Посреди ночи уже под утро, когда замолкали цикады и дачники видели третий сон, мелькали фары. По улице рокотали две машины: впереди, как правило, легковая эмка, ГАЗ М-1, за нею, переваливаясь на ухабах, «черный воронок» – полуторка-фургон с надписью «Хлеб» или «Шампанское» на брезенте.

То в одном дворе, то в другом, то в ближнем, то в дальнем лаяли собаки, будто передавая друг другу дурную весть. Прятались, чуя недоброе, коты. Кое-где зажигались окна, а где-то и не зажигались, чтобы не накликать беду. Но между портьерами, между занавесками все равно мелькали бледные от бессонницы лица, огоньки свечей, угольки папирос: да за кем же они снова, Господи?.. А вон, видишь, возле той сосны остановились!.. Значит, не за нами!

Пока не за ними.

Сегодня не за ними.

Именно в это ноябрьское утро под снежную крупу – какая удача, что не за ними! А днем – отчего бы не пожаловать? Или вечером, когда семья ужинать сядет? Да пусть даже свадьба, именины, проводы в армию, и через раскрытые форточки звон – бокалов, тосты. Громко, чтоб все слышали: «За здоровье товарища Сталина!»
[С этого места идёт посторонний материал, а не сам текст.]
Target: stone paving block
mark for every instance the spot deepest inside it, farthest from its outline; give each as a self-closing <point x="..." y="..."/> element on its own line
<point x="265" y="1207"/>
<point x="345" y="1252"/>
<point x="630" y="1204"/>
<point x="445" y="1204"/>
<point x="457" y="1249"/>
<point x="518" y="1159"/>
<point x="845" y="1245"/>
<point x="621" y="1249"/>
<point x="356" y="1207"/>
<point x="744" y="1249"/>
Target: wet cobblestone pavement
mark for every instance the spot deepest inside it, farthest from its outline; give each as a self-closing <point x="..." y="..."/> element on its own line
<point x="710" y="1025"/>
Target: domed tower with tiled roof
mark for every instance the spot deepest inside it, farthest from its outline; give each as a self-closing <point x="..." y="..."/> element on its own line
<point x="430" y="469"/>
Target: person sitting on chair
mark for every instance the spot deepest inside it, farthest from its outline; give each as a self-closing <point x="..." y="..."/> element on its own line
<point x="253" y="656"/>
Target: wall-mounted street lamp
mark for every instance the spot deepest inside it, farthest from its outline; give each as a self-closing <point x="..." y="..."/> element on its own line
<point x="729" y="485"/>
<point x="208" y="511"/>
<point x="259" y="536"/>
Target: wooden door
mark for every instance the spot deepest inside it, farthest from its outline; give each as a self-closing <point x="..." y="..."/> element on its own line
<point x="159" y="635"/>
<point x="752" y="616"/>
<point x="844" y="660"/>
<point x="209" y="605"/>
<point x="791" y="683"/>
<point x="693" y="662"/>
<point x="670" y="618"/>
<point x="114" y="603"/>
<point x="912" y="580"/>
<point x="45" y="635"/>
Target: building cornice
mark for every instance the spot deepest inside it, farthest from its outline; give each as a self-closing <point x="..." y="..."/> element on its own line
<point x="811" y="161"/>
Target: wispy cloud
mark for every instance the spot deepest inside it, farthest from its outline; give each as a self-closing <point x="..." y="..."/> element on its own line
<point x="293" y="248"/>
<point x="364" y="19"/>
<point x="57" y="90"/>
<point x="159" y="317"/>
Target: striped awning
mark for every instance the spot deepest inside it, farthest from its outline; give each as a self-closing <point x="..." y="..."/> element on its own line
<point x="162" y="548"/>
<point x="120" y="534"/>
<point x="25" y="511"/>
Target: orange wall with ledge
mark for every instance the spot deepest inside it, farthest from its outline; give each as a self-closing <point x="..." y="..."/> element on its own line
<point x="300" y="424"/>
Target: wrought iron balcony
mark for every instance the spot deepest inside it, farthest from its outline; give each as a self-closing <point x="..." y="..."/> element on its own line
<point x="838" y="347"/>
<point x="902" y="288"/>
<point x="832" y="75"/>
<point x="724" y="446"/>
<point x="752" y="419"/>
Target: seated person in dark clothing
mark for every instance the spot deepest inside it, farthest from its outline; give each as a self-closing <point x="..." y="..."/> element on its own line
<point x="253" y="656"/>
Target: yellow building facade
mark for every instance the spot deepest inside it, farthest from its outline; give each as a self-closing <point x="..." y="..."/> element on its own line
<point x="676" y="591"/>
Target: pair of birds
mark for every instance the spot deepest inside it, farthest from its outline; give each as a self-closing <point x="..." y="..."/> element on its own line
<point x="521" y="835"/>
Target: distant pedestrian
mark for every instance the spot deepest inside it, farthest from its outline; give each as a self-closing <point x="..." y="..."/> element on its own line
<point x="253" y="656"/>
Все равно, хоть за здоровье, хоть за погибель – если хоть кто-кто из родных в списках Лубянки, ареста не избежать.

Комсомол – это Ленинский коммунистический союз молодежи. Была такая организация.

Лужи затянуты ледком, потому что там конец ноября 1938 года. И моя мама – далеко еще не Елена Александровна, а просто Леночка Косарева – каталась на них с разбегу по дороге в школу.
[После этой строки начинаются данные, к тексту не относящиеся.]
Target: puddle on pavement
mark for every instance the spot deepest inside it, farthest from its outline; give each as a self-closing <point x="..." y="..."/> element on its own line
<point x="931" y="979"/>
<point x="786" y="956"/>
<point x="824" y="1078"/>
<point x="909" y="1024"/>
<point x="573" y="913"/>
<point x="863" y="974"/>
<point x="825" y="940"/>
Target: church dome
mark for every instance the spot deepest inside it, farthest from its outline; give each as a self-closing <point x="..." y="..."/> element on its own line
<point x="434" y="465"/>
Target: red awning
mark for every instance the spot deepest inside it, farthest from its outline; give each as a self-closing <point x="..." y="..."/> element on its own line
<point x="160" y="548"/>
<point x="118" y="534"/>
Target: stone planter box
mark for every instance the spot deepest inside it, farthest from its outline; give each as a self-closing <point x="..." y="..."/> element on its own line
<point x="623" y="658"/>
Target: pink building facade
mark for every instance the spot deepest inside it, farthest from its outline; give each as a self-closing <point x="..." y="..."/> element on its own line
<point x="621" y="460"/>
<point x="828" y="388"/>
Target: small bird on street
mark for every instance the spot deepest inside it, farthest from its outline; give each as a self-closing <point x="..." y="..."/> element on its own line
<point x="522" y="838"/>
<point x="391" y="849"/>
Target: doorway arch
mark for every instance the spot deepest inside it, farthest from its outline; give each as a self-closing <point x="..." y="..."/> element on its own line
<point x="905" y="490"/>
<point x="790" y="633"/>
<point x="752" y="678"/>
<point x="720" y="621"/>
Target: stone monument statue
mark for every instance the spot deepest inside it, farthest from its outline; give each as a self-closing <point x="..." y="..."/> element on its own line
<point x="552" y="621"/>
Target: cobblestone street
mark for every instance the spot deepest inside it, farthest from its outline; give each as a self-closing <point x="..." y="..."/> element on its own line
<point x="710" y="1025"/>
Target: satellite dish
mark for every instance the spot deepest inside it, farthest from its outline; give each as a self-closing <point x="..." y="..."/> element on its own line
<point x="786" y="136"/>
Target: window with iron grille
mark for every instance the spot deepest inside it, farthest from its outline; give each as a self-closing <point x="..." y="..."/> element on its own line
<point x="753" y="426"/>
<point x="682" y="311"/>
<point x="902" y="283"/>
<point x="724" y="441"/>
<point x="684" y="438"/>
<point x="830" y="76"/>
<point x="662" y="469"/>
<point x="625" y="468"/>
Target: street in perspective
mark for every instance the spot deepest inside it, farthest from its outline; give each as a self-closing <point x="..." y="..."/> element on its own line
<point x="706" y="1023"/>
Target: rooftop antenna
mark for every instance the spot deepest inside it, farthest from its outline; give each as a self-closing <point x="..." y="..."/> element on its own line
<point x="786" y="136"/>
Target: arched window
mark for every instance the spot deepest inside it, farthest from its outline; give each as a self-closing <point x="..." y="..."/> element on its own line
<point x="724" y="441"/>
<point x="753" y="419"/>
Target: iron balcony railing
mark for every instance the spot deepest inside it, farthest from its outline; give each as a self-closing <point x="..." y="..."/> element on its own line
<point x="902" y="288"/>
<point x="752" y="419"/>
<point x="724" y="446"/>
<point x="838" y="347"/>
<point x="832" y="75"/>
Нам с вами пройти через время – значит перебраться на ту улицу, где заборы выкрашены зеленым, как сосны, будто для маскировки от врага, а служебные корпуса дач – той же охрой, что и сортиры на платформах. Панели стен в милиции. Как вагоны товарняка, в которых заключенных развозили по лагерям. И вся мебель на этих дачах также выдана по акту, под расписку. Если заглянуть под стол или поднять стул, можно увидеть жестяную плашку: «Управделами ЦК ВКП(б)», номер такой-то.